2) no blockings or IO issue during the time.
3) even with limit clause if touch all partitions also it could have been completed in milliseconds as this is just one record.
4) auto_explain in prod we cannot enable as this is expensive and with high TPS we may face latency issues and lower environment this issue cannot be reproduced,( this is happening out of Million one case)
This looks puzzle to us, just in case anyone experianced pls share your experience.
Regards,
Ravi
On Thu, 7 Nov, 2024, 3:41 am David Mullineux, <dmullx@gmail.com> wrote:
It might be worth eliminating the use of cached plans here. Is your app using prepared statements at all?
Point is that if the optimizer sees the same prepared query , 5 times, the it locks the plan that it found at that time. This is a good trade off as it avoids costly planning-time for repetitive queries. But if you are manually querying, the a custom plan will be generated anew.
A quick analyze of the table should reset the stats and invalidate any cached plans.

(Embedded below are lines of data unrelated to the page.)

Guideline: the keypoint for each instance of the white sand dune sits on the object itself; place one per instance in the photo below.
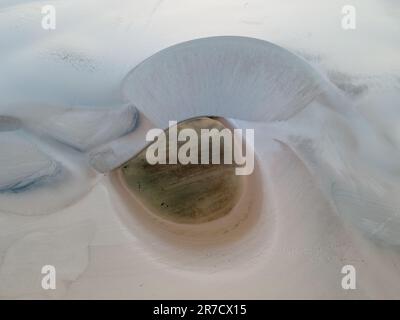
(325, 193)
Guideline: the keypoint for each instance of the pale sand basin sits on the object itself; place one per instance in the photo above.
(289, 234)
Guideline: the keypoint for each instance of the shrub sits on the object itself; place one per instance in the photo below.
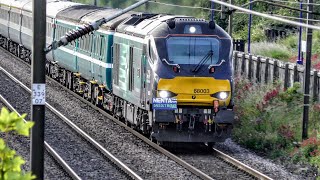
(10, 163)
(271, 50)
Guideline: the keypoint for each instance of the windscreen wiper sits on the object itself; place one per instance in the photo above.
(203, 61)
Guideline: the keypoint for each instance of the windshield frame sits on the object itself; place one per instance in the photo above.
(192, 49)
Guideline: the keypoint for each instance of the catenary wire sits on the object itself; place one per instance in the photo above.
(267, 15)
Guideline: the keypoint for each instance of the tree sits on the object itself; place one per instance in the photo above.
(10, 163)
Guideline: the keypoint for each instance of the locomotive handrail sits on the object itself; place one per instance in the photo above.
(217, 65)
(170, 64)
(86, 29)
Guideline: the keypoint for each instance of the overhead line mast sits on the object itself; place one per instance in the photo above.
(267, 15)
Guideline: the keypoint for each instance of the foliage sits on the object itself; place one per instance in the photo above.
(269, 121)
(271, 50)
(10, 163)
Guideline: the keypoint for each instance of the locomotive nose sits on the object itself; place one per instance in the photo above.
(196, 91)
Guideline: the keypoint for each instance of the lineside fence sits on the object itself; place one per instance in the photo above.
(266, 70)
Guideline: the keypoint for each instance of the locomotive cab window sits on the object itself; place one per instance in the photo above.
(151, 52)
(191, 50)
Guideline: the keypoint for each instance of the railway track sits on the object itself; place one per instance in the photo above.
(216, 163)
(244, 170)
(78, 149)
(49, 149)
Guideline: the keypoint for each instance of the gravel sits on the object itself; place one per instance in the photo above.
(21, 145)
(140, 157)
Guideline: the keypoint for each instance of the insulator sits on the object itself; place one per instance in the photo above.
(75, 34)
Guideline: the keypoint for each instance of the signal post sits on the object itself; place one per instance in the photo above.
(38, 87)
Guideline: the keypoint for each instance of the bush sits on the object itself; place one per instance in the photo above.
(10, 163)
(269, 121)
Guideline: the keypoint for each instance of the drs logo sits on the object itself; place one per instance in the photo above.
(201, 91)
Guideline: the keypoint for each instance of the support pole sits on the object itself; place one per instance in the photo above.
(230, 26)
(300, 59)
(306, 99)
(38, 87)
(249, 28)
(212, 11)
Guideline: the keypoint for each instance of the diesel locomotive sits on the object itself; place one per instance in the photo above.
(167, 76)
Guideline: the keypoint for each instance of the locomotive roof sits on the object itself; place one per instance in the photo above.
(75, 13)
(142, 24)
(111, 25)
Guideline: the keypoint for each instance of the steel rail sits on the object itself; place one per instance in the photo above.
(49, 149)
(112, 158)
(184, 164)
(240, 165)
(175, 158)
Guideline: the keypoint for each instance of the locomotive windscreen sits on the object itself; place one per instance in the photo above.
(193, 50)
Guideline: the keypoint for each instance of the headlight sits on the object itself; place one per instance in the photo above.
(221, 95)
(166, 94)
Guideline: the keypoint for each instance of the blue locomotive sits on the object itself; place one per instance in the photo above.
(167, 76)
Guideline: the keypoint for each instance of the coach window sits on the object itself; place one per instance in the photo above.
(131, 71)
(116, 63)
(152, 54)
(103, 48)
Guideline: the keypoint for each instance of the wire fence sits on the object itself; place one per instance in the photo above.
(267, 70)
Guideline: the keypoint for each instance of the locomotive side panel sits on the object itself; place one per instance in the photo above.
(4, 29)
(65, 55)
(128, 68)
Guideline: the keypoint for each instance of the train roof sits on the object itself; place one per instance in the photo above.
(142, 24)
(53, 6)
(77, 12)
(104, 13)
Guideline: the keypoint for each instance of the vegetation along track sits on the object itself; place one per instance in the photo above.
(89, 160)
(49, 149)
(199, 164)
(52, 168)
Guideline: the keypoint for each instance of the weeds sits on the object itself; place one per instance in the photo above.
(269, 121)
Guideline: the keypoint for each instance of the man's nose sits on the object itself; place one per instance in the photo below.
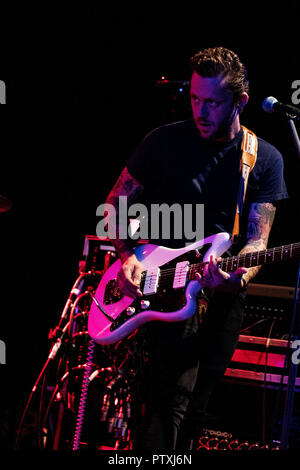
(203, 111)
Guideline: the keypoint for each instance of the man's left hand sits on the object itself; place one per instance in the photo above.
(214, 278)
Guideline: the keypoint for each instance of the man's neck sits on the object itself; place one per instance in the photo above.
(231, 133)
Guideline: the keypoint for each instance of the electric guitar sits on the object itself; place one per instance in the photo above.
(168, 284)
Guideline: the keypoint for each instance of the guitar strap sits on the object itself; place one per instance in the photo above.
(248, 160)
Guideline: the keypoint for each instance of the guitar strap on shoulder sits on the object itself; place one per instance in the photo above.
(248, 160)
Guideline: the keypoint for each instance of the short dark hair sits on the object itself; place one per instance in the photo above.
(216, 61)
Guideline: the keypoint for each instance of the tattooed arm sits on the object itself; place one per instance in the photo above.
(260, 220)
(130, 274)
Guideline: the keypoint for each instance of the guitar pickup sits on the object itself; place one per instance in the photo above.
(181, 272)
(151, 281)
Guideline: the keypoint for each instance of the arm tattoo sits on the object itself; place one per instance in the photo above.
(127, 186)
(260, 220)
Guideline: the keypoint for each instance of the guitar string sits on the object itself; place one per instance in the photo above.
(168, 274)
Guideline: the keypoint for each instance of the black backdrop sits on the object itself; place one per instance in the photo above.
(81, 94)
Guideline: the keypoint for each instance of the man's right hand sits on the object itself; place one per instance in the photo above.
(129, 276)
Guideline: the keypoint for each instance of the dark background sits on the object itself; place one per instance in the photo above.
(81, 93)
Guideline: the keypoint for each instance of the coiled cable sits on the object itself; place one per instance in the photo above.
(83, 396)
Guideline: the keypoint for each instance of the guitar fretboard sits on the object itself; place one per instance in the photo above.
(256, 258)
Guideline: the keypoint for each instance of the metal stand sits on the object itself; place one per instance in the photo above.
(294, 335)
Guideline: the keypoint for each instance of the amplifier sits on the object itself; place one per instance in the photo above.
(263, 351)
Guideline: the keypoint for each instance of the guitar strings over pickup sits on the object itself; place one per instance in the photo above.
(151, 281)
(181, 272)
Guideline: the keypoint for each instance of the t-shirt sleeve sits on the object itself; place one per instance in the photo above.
(271, 187)
(143, 165)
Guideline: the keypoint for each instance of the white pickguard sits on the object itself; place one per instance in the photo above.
(151, 256)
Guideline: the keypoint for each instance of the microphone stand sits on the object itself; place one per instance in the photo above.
(294, 333)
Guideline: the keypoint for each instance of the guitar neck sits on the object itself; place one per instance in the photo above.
(256, 258)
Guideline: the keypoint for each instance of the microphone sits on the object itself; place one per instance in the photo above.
(272, 105)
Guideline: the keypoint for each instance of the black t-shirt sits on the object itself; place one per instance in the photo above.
(176, 166)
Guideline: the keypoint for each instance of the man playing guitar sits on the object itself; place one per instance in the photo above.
(198, 161)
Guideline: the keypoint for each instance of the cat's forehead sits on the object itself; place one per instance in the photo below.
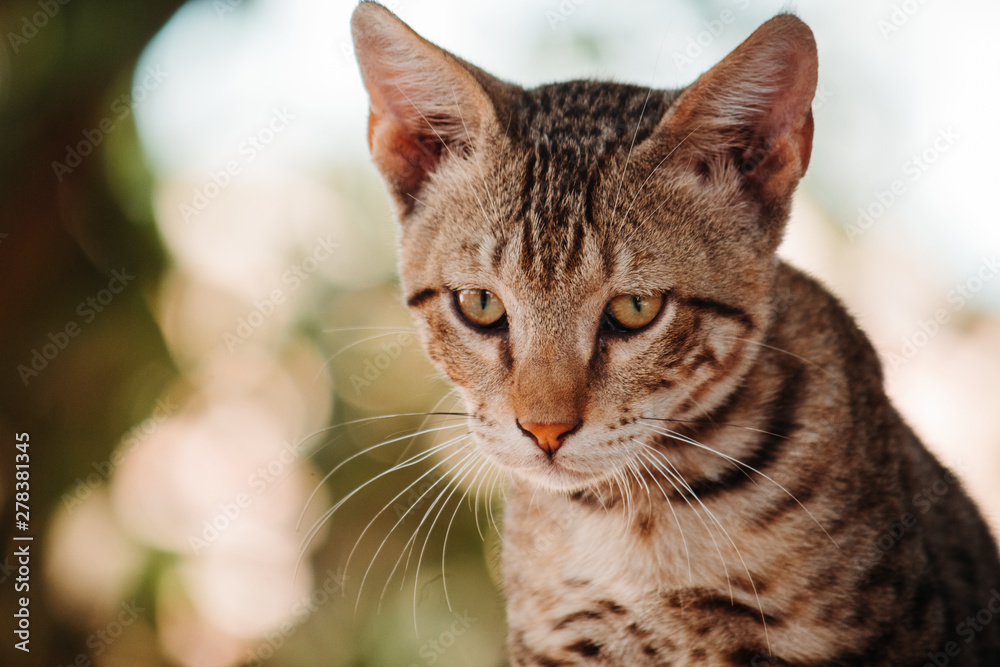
(585, 120)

This may not be your problem just worth eliminating it from the list of potential causes.
One of the queries, which retrieves a single record from a table with 16 hash partitions, is taking more than 10 seconds to execute. In contrast, when we run the same query manually, it completes within milliseconds. This issue is causing exhaustion of the application pools. Do we have any bugs in postgrs16 hash partitions? Please find the attached log, table, and execution plan.
size of the each partitions : 300GB Index Size : 12GB
Postgres Version : 16.x Shared Buffers : 75 GB Effective_cache : 175 GB Work _mem : 4MB Max_connections : 3000
OS : Ubuntu 22.04 Ram : 384 GB CPU : 64
Please let us know if you need any further information or if there are additional details required.